During pursuit of the project goals, more than 89KLOC have been removed. This figure represents over 10% of the Lustre code base and the successful execution of this project delivers a simplified code base for future enhancement. With successful completion of this project, this milestone was agreed on 2015-07-07.
Change requests
004-001 CLIO ioctl's should be functions
CHANGE REQUEST: 004-001 CLIO ioctl's should be functions.
BACKGROUND: Ioctl calls were included in the CLIO Simplification design to replace some obsolete ODB operations. Alternatively, individual functions can replace the ODB operations instead.
CHANGE: Do not implement ioctl calls.
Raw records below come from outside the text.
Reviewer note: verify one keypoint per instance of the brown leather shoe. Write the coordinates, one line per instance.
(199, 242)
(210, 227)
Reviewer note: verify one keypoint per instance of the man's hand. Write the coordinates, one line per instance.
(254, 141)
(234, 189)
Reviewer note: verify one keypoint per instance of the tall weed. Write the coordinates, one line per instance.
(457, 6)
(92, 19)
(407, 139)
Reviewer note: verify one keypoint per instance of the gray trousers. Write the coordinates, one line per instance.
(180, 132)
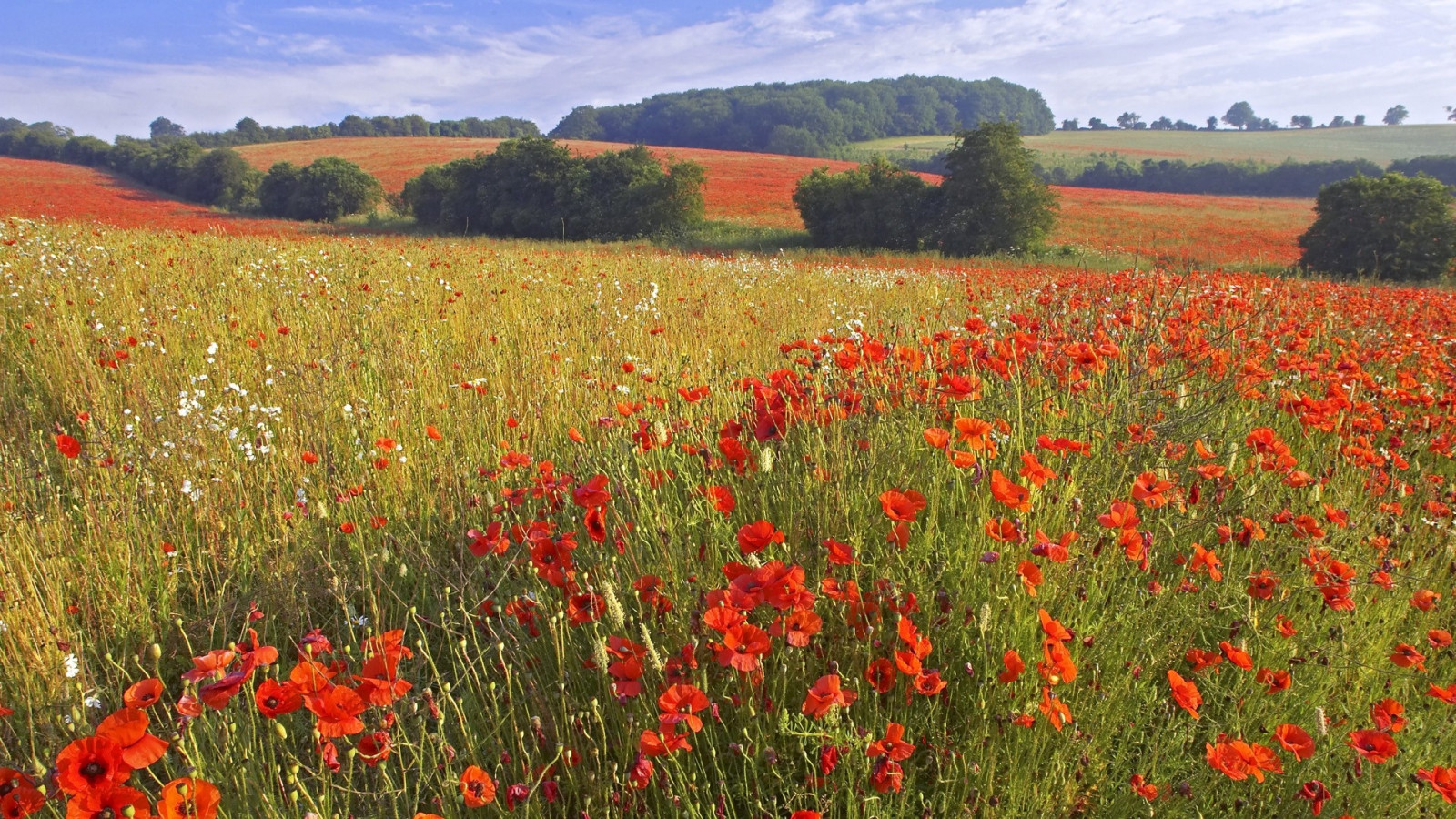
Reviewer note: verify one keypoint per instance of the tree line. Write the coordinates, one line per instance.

Implement functions.
ACTIONS REQUIRED:
- Ensure none of the current patches are land.
- Update the design document with the new design.
- Update the ticket LU-5823 with new activity.
- Execute work to complete LU-5823.
STATUS: Approved on 4th Dec 2014
004-002 Omit CLIO Demonstration milestone and associated milestone payment
CHANGE REQUEST: 004-002 Omit CLIO Demonstration milestone and associated milestone payment
BACKGROUND: The Demonstration milestone has been rendered redundant by a precisely specified 'Test and Fix' milestone that will execute before Demonstration. In the current plan, 'Test and Fix' (10 weeks) includes specific tests to run (including 48hr SWL, and performance characterization). There was agreement that a useful Demonstration Milestone is exactly defined by 'Test and Fix' Milestone. The plan requires specification of Demonstration during the Implementation phase and no additional work beyond 'Test and Fix' has been identified.
CHANGE: Omit Demonstration Milestone from the plan of record.
ACTIONS REQUIRED:
- Move directly from 'Test and Fix' milestone to 'Landing' milestone.
- Communicate new plan to stakeholders.
STATUS: Submitted for review 2nd March 2015
Lessons Learned
Attendees: James, Jinshan, Doug, Richard, John.
"Variability should be communicated from the raw results through to the validation metrics."
"Schedule wasn't too bad: six weeks behind on demo, four weeks behind on Landing."
"Good headlines for the project: 89KLOC removed."
"Clean-up project was not overwhelming. One-or two regressions. Exposed problems in the test suite. Really need to figure out why they only become visible after time. go back and analyze why this issues aren't immediately."
"Thought it went pretty well."
"Spent time re-basing and avoiding collisions. Topic branches would be useful for something like this in the future."
"CLIO work was separated well from the DNE2 and LFSCK3/4 work areas. This avoided costly collisions during landing"
"Test matrix needed to be made available to assist communication, record configuration, and communicate data."
"Using the OpenSFS wiki as the canonical project tool worked well. It allowed our work to be visible and avoided copying work between wikis."